Jewish Women on Stage, Film, and Television

Jewish Women on Stage, Film, and Television PDF

Author: R. Mock

Publisher: Springer

Published: 2016-09-27

Total Pages: 232

ISBN-13: 1137067136

DOWNLOAD EBOOK →

This book exposes and traces a previously unrecognized performance tradition of extraordinary Jewish women in the Diaspora, from Rachel and Sarah Bernhardt in Nineteenth Century France to Roseanne and Sandra Bernhard in late Twentieth Century America.

Jewish Women on Stage, Film, and Television

Jewish Women on Stage, Film, and Television PDF

Author: R. Mock

Publisher: Palgrave Macmillan

Published: 2014-01-14

Total Pages: 227

ISBN-13: 9781349738502

DOWNLOAD EBOOK →

This book exposes and traces a previously unrecognized performance tradition of extraordinary Jewish women in the Diaspora, from Rachel and Sarah Bernhardt in Nineteenth Century France to Roseanne and Sandra Bernhard in late Twentieth Century America.

Peak TV’s Unapologetic Jewish Woman

Peak TV’s Unapologetic Jewish Woman PDF

Author: Samantha Pickette

Publisher: Rowman & Littlefield

Published: 2022-12-19

Total Pages: 245

ISBN-13: 1793633169

DOWNLOAD EBOOK →

Peak TV’s Unapologetic Jewish Woman: Exploring Jewish Female Representation in Contemporary Television Comedy analyzes the ways in which contemporary American television—with its unprecedented choice, diversity, and authenticity—is establishing a new version of the Jewish woman and a new take on American Jewish female identity that challenges the stereotypes of Jewish femininity proliferated on television since its inception. Using case studies of streaming, cable, and network comedy series from the past decade written and created by Jewish women, including Broad City, Crazy Ex-Girlfriend, The Marvelous Mrs.
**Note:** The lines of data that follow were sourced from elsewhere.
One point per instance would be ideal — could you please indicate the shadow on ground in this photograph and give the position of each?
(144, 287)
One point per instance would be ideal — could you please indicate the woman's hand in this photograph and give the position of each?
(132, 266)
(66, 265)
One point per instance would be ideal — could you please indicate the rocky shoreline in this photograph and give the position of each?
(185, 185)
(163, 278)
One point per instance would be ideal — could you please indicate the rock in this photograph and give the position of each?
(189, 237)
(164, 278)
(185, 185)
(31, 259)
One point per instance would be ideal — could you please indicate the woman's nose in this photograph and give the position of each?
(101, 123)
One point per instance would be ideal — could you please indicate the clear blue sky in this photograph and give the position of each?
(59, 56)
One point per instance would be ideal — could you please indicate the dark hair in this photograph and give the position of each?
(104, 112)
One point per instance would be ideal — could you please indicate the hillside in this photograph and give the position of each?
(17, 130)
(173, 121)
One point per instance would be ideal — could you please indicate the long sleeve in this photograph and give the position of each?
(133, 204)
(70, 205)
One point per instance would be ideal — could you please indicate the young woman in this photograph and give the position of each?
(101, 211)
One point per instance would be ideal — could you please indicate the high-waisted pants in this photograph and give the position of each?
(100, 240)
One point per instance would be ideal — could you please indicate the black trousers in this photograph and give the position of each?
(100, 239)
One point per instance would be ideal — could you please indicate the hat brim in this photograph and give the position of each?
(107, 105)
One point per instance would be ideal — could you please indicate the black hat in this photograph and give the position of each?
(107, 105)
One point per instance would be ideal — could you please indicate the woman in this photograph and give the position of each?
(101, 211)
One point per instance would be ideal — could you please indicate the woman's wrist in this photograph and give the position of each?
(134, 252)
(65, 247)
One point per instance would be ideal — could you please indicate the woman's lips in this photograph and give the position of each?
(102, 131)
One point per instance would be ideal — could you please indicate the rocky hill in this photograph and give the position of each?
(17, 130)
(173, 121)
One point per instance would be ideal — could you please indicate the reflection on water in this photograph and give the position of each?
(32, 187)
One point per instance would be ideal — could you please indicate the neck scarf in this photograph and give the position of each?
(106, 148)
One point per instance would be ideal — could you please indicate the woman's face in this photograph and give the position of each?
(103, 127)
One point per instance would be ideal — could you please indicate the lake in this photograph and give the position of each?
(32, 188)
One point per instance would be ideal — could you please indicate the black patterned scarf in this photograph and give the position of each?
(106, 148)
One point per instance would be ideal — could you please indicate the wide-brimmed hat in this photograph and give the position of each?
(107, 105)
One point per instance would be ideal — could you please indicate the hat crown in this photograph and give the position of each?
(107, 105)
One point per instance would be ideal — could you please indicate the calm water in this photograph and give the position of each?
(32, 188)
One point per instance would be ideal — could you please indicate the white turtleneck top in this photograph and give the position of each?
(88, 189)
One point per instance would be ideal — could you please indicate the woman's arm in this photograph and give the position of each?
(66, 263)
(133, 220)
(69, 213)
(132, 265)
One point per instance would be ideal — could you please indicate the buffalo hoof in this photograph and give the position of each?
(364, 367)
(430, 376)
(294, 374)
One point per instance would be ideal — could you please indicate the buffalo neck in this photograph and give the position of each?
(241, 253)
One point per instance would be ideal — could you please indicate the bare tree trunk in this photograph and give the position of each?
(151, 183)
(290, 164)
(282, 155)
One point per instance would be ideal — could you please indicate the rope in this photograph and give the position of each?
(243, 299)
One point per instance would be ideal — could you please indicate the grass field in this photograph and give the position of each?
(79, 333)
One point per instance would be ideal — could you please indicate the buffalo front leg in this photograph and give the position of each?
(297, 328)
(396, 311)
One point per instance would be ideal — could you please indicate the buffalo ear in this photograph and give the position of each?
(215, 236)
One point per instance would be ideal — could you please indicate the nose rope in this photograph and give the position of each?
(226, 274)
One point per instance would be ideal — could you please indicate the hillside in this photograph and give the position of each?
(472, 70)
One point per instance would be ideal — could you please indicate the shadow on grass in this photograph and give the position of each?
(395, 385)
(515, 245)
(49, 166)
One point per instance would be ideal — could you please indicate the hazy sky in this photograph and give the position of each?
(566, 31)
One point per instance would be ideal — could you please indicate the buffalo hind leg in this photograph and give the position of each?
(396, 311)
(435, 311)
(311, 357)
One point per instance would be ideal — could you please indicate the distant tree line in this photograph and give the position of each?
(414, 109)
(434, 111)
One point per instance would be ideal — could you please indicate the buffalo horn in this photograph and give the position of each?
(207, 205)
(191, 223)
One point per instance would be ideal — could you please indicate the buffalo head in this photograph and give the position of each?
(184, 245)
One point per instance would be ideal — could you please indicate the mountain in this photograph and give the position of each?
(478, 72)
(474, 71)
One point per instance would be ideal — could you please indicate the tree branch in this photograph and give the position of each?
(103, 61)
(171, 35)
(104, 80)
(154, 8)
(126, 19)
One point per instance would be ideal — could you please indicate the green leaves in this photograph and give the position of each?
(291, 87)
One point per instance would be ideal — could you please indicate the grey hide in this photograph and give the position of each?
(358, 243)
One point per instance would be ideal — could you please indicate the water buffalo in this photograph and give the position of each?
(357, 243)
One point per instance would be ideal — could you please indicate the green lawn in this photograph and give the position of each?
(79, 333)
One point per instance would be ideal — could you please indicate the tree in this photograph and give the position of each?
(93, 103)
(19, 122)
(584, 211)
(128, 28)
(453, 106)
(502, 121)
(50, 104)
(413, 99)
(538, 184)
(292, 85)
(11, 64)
Maisel, among others, this book illustrates how this new Jewish woman has been given voice and agency by the bevy of Jewish female showrunners interested in telling stories about Jewish women for wider audiences.

Screendance

Screendance PDF

Author: Douglas Rosenberg

Publisher: Oxford University Press

Published: 2012-07-05

Total Pages: 233

ISBN-13: 0199772622

DOWNLOAD EBOOK →

The practice of dance and the technologies of representation has excited artists since the advent of film. This book weaves together theory from art and dance as well as appropriate historical reference material to propose a new theory of screendance, one that frames it within the discourse of post-modern art practice.

Millennial Jewish Stars

Millennial Jewish Stars PDF

Author: Jonathan Branfman

Publisher: NYU Press

Published: 2024-06-18

Total Pages: 196

ISBN-13: 1479820814

DOWNLOAD EBOOK →

Highlights how millennial Jewish stars symbolize national politics in US media Jewish stars have longed faced pressure to downplay Jewish identity for fear of alienating wider audiences. But unexpectedly, since the 2000s, many millennial Jewish stars have won stellar success while spotlighting (rather than muting) Jewish identity. In Millennial Jewish Stars, Jonathan Branfman asks: what makes these explicitly Jewish stars so unexpectedly appealing? And what can their surprising success tell us about race, gender, and antisemitism in America? To answer these questions, Branfman offers case studies on six top millennial Jewish stars: the biracial rap superstar Drake, comedic rapper Lil Dicky, TV comedy duo Abbi Jacobson and Ilana Glazer, “man-baby” film star Seth Rogen, and chiseled film star Zac Efron. Branfman argues that despite their differences, each star’s success depends on how they navigate racial antisemitism: the historical notion that Jews are physically inferior to Christians. Each star especially navigates racial stigmas about Jewish masculinity—stigmas that depict Jewish men as emasculated, Jewish women as masculinized, and both as sexually perverse. By embracing, deflecting, or satirizing these stigmas, each star comes to symbolize national hopes and fears about all kinds of hot-button issues. For instance, by putting a cuter twist on stereotypes of Jewish emasculation, Seth Rogen plays soft man-babies who dramatize (and then resolve) popular anxieties about modern fatherhood. This knack for channeling national dreams and doubts is what makes each star so unexpectedly marketable. In turn, examining how each star navigates racial antisemitism onscreen makes it easier to pinpoint how antisemitism, white privilege, and color-based racism interact in the real world. Likewise, this insight can aid readers to better notice and challenge racial antisemitism in everyday life.

Acting Jewish

Acting Jewish PDF

Author: Henry Bial

Publisher: University of Michigan Press

Published: 2005

Total Pages: 212

ISBN-13: 9780472069088

DOWNLOAD EBOOK →

Publisher Description

Peak Tv's Unapologetic Jewish Woman: Exploring Jewish Female Representation in Contemporary Television Comedy

Peak Tv's Unapologetic Jewish Woman: Exploring Jewish Female Representation in Contemporary Television Comedy PDF

Author: Samantha Pickette

Publisher: Lexington Books

Published: 2022-12-15

Total Pages: 0

ISBN-13: 9781793633156

DOWNLOAD EBOOK →

This book analyzes how contemporary representations of Jewish women on television challenge stereotypes of Jewish femininity, using a variety of series created by Jewish women to explore how this self-representation and evolving industry practices have come together to establish new, more diverse paradigms of Jewish femininity.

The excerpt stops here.